Le Rwanda, allié à l’Ouganda décide en 1996 de supprimer ces génocidaires, considérés comme une menace. Mais les Rwandais changent d’objectif et désignent Laurent-Désiré Kabila comme président à la tête de la RDC en 1997. Une lutte pour le pouvoir s’engage quand Laurent Désiré Kabila tente de s’émanciper du Rwanda et par un jeu d’alliances, une guerre de cinq ans entre différents pays africains se déclenche. Elle est particulièrement cruelle envers les populations civiles car les armées engagées sont composées de miliciens peu disciplinés se livrant à des exactions et pillages. Même après la fin de la guerre officielle, en 2003, le processus de reconstruction de la paix est complexe.
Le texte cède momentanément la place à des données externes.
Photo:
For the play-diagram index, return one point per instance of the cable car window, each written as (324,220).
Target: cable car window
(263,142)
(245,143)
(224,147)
L’enfant né du viol est souvent rejeté et c’est toute une communauté qui s’effondre, les liens sociaux et culturels se détruisant par la même occasion
L’Est congolais, en particulier la région du Nord-Kivu, est toujours en proie à des confrontations entre groupes armés. Les populations civiles sont les principales victimes, accusées par tous les groupes armés d’être complices de la milice ennemie. De plus, les ressources naturelles alimentent les tensions entre les différents groupes qui tentent de se les accaparer. Or, bois, minerais et ivoire sont pillés par des groupes armés qui utilisent l’argent tiré de l’exploitation de ces ressources pour financer leurs actions. Depuis 2004, d’après l’Organisation internationale des migrants, 7 millions de personnes ont été déplacées à l’intérieur du pays à cause du conflit.
Les femmes, principales victimes de la guerre
Le conflit en RDC se caractérise par les conflits d’intérêt qui s’y jouent mais aussi par l’utilisation du viol comme arme de guerre. Ainsi, les violences sévissant dans la région touchent majoritairement les femmes, qui sont prises pour cibles et deviennent les premières victimes de ce conflit. L’appellation « viol comme arme de guerre » correspond à des viols qui ne relèvent pas seulement d’un acte de pulsion sexuelle mais bien d’un outil de destruction des femmes et par ricochets, des communautés.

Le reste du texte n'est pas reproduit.